Much will depend on the insights organisations need from their data. “Data warehouses and DL are very complementary,” says Jonathan Ellis, chief technology officer of Datastax. “We don’t serve Twitter or Netflix out of a data warehouse, but we don’t serve a BI dashboard out of Cassandra. [We] run live applications out of Cassandra and do analytics in the data warehouse. What is exciting in the industry is the conjunction of streaming technology and the data warehouse.
“Databases are sticky and although everybody in the data warehousing space broadly supports Sequel, the devil is in the detail,” he says. “How you design schemas for optimum performance differs from supplier to supplier.”
He predicts a hybrid model, comprising on-premise and cloud, open source and proprietary software, to create a “deconstructed data warehouse” that is more flexible than conventional offerings, and more able to handle real-time data.

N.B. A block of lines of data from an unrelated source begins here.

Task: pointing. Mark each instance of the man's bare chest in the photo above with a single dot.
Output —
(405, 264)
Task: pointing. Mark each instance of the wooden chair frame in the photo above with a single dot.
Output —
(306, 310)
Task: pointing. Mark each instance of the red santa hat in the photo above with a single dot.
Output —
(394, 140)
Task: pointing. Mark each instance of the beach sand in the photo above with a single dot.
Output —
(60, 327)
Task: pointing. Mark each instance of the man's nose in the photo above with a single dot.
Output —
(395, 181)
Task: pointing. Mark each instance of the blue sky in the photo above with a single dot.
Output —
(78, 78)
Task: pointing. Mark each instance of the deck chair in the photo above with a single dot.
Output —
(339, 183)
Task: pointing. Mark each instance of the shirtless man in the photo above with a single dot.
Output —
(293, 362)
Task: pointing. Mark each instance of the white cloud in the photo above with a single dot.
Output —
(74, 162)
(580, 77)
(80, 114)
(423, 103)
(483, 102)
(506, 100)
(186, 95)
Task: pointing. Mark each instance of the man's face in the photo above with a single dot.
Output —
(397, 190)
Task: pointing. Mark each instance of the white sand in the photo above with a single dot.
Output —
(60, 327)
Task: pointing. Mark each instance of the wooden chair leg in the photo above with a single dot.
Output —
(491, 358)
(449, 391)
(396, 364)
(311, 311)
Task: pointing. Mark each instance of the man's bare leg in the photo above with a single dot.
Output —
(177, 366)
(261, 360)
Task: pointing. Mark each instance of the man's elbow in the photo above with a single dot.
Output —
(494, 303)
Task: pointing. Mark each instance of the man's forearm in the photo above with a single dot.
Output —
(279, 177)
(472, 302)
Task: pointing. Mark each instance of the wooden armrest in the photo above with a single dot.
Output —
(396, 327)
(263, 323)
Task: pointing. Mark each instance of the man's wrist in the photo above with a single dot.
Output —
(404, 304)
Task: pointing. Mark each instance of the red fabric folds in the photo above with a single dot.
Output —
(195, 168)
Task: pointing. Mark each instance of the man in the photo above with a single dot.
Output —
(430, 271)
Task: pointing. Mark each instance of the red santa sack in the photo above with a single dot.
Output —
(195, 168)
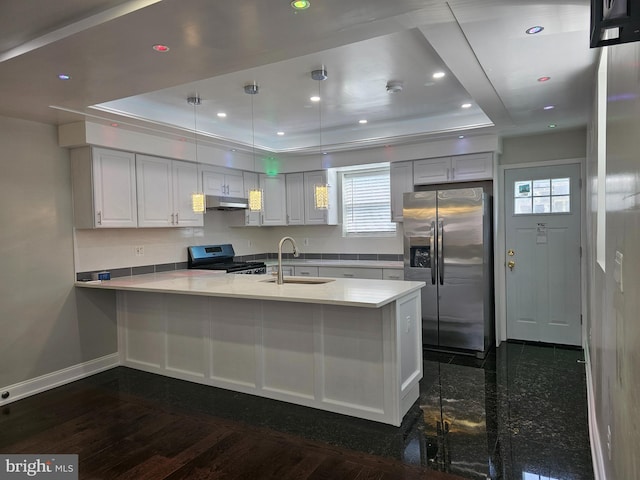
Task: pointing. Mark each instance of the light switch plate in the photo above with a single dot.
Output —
(617, 270)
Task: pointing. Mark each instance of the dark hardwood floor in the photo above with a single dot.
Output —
(123, 436)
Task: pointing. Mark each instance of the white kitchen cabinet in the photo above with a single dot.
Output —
(312, 215)
(251, 182)
(275, 199)
(347, 272)
(223, 182)
(164, 189)
(295, 199)
(104, 188)
(477, 166)
(401, 174)
(393, 274)
(305, 271)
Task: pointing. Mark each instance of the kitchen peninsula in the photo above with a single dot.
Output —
(350, 346)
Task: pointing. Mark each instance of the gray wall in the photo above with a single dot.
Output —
(614, 326)
(556, 145)
(39, 319)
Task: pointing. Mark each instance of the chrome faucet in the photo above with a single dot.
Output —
(280, 279)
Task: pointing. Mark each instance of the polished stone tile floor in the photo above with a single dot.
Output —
(519, 414)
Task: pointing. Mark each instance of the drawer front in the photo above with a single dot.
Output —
(340, 272)
(392, 274)
(305, 271)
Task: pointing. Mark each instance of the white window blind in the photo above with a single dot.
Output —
(366, 202)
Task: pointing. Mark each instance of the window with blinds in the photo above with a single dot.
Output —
(366, 202)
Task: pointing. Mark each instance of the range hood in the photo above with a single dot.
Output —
(214, 202)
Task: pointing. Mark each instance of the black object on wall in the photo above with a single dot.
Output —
(614, 22)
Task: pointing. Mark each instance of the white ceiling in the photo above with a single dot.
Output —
(218, 47)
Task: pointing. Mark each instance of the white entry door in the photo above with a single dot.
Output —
(542, 260)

Others in the industry agree. We are likely to see a more diverse market, rather than one technology replacing all others, even if this poses a challenge for CIOs.
The data warehouse is likely to carry on, for some time at least, as the “gold copy” of enterprise data.
Pure Storage’s McMullan predicts that organisations will use warehouses, lakes and hubs to view different sets of data through different lenses. “It will be a lot harder than it used to be, with modern data sets and the requirements to go with it,” he says. “It is no longer about what you can do in your 42U, 19-inch rack.”